Fletcher started writing the song in 1980 while working at Sugar Hill Records as a studio musician. The label released the early records of the Sugar Hill Gang and Grandmaster Flash and the Furious Five, becoming one of the first big success stories in the genre. Fletcher toured with the acts, contributed to the recordings, and composed music in what is considered the beginning of the commercial rap music business.
Raised in Elizabeth, N.J., Fletcher was inspired by the gritty industrial city and used his experiences in his music. He incorporated that into “The Message,” writing most of the song’s lyrics and the melody.

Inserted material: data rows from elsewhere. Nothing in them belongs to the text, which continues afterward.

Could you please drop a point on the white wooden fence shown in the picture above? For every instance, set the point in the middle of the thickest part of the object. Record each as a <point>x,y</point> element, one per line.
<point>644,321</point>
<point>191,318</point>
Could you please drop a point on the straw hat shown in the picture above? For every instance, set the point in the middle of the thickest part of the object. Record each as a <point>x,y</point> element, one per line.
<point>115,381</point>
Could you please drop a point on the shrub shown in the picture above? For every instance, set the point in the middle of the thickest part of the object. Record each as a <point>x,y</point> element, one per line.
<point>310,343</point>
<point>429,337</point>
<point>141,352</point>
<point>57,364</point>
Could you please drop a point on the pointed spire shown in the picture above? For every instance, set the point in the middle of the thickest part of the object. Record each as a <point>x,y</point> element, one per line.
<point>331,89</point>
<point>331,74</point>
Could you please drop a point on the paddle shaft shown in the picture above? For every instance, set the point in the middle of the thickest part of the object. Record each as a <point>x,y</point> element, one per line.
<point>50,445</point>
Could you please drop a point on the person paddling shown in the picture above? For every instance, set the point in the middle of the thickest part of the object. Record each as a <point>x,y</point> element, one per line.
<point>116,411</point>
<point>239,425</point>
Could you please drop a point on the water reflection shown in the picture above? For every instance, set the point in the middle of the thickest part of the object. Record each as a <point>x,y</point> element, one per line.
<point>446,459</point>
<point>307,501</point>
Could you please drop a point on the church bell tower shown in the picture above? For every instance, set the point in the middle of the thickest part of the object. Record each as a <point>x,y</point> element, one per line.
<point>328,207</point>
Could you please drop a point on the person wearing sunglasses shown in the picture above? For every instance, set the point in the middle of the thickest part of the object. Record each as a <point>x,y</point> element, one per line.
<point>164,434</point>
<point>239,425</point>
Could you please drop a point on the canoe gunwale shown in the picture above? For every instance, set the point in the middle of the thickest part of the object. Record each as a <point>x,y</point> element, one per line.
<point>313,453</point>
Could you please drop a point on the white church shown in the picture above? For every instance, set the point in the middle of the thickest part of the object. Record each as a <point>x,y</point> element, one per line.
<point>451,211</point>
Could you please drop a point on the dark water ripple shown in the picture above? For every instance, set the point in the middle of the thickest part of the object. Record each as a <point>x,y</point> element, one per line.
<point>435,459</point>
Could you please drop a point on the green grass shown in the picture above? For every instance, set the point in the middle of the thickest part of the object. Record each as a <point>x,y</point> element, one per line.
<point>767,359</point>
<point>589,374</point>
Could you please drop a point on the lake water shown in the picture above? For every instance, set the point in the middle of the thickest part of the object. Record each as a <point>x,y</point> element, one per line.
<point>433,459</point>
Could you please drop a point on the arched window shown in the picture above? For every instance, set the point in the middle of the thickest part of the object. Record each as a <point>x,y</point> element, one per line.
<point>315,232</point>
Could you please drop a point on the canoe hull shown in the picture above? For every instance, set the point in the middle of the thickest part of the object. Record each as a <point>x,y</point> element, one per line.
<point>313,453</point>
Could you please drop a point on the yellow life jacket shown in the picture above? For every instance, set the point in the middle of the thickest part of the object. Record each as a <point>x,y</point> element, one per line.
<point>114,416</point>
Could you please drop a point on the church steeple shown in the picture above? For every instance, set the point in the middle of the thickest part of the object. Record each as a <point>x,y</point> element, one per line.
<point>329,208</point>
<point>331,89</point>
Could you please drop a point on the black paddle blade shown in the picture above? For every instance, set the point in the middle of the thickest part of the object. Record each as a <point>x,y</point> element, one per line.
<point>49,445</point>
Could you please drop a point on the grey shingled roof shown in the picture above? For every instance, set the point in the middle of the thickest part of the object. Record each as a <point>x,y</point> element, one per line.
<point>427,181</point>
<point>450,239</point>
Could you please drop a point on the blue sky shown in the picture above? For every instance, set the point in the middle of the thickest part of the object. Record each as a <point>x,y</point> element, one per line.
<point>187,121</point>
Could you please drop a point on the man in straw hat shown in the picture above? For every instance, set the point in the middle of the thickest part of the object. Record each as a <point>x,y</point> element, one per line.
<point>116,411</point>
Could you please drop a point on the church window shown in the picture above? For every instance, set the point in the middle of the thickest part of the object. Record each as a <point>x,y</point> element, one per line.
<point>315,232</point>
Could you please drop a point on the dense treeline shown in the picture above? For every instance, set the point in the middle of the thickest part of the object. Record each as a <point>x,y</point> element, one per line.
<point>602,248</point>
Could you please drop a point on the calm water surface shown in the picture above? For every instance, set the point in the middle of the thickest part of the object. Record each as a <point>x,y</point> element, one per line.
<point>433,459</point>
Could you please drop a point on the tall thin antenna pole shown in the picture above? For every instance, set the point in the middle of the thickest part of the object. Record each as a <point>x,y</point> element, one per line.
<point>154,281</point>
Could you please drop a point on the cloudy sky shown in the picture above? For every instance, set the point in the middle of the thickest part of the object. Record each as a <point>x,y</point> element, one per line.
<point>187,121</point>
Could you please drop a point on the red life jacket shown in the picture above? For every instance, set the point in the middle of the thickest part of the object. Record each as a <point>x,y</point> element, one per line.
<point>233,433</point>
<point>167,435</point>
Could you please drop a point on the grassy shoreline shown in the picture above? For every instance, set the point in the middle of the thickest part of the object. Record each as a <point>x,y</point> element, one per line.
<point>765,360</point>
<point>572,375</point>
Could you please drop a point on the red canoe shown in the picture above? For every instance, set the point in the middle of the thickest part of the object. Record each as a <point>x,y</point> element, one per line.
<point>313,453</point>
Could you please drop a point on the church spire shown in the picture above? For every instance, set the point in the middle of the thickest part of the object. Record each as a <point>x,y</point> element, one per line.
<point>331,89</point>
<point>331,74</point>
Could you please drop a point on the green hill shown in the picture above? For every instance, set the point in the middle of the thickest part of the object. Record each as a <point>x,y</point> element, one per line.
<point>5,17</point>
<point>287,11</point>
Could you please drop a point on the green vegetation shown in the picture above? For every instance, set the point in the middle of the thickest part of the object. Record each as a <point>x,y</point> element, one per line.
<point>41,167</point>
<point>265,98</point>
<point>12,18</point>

Grandmaster Flash and the Furious Five were allegedly initially put off by the song. But pressure from the label led to its recording. The work was credited
The song was an instant hit and has since been sampled hundreds of times, with Rolling Stone calling it the greatest song in hip-hop history.
Later in life, Fletcher returned to teaching. He received master’s degrees from the New School in media studies and from Rutgers University in education. He retired in 2019.
Fletcher is survived by his wife and two children, Owen Fletcher and Branice Moore, and five grandchildren.